Harold Monro
(1879–1932)
Harold Monro (1879–1932): poet, editor, publisher and bookseller. In 1913 he founded the Poetry Bookshop at 35 Devonshire Street, London, where poets would meet and give readings and lectures. In 1912 he briefly edited The Poetry Review for the Poetry Society; then his own periodicals, Poetry and Drama, 1913–15, and The Chapbook (originally The Monthly Chapbook), 1919–25. From the Poetry Bookshop, Monro would put out a remarkable mix of publications including the five volumes of Georgian Poetry, ed. by Edward Marsh (1872–1953), between 1912 and 1922 (popular anthologies which sold in the region of 15,000 copies), the English edition of Des Imagistes, and the first volumes by writers including Richard Aldington, F. S. Flint and Robert Graves, along with some of his own collections including Children of Love (1915) and Strange Meetings (1917). TSE was to accept The Winter Solstice for publication by Faber & Gwyer as no. 13 of the Ariel Poems.

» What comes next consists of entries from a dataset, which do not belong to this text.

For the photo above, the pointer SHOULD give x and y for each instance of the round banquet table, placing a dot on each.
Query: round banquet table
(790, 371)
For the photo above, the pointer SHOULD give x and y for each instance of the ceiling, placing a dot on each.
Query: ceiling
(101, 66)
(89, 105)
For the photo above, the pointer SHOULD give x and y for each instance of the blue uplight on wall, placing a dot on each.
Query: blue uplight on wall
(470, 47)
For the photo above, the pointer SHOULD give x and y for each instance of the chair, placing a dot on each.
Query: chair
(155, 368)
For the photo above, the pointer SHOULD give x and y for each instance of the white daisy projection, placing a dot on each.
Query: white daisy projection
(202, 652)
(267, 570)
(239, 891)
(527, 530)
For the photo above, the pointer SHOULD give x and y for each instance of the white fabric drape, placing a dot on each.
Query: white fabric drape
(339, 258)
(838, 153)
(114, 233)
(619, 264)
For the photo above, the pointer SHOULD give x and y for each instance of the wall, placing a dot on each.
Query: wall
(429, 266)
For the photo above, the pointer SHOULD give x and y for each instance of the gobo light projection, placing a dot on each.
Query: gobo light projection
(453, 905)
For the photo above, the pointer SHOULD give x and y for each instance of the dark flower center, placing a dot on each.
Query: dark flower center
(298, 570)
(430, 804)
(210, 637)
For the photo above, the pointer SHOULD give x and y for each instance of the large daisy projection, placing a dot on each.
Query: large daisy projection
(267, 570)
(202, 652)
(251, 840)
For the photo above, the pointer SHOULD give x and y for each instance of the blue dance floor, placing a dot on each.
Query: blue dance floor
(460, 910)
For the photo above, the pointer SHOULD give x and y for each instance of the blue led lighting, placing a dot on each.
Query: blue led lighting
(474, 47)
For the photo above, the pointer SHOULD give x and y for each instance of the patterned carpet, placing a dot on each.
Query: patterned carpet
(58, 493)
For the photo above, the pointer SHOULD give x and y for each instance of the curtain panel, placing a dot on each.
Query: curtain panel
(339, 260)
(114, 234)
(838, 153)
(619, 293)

Though a homosexual, Monro was to marry the sister of a friend, 1903–16; and in 1920 he wed Alida Klemantaski (daughter of a Polish–Jewish trader), with whom he never cohabited but who was ever loving and supportive to him: both of them endeared themselves to Eliot, who would occasionally use the premises of the Poetry Bookshop for meetings of contributors to the Criterion. After Monro’s death, TSE wrote a critical note for The Collected Poems of Harold Monro, ed. Alida Monro (1933), xiii–xvi. See further Joy Grant, Harold Monro and the Poetry Bookshop (1967); and Dominic Hibberd, Harold Monro: Poet of the New Age (2001).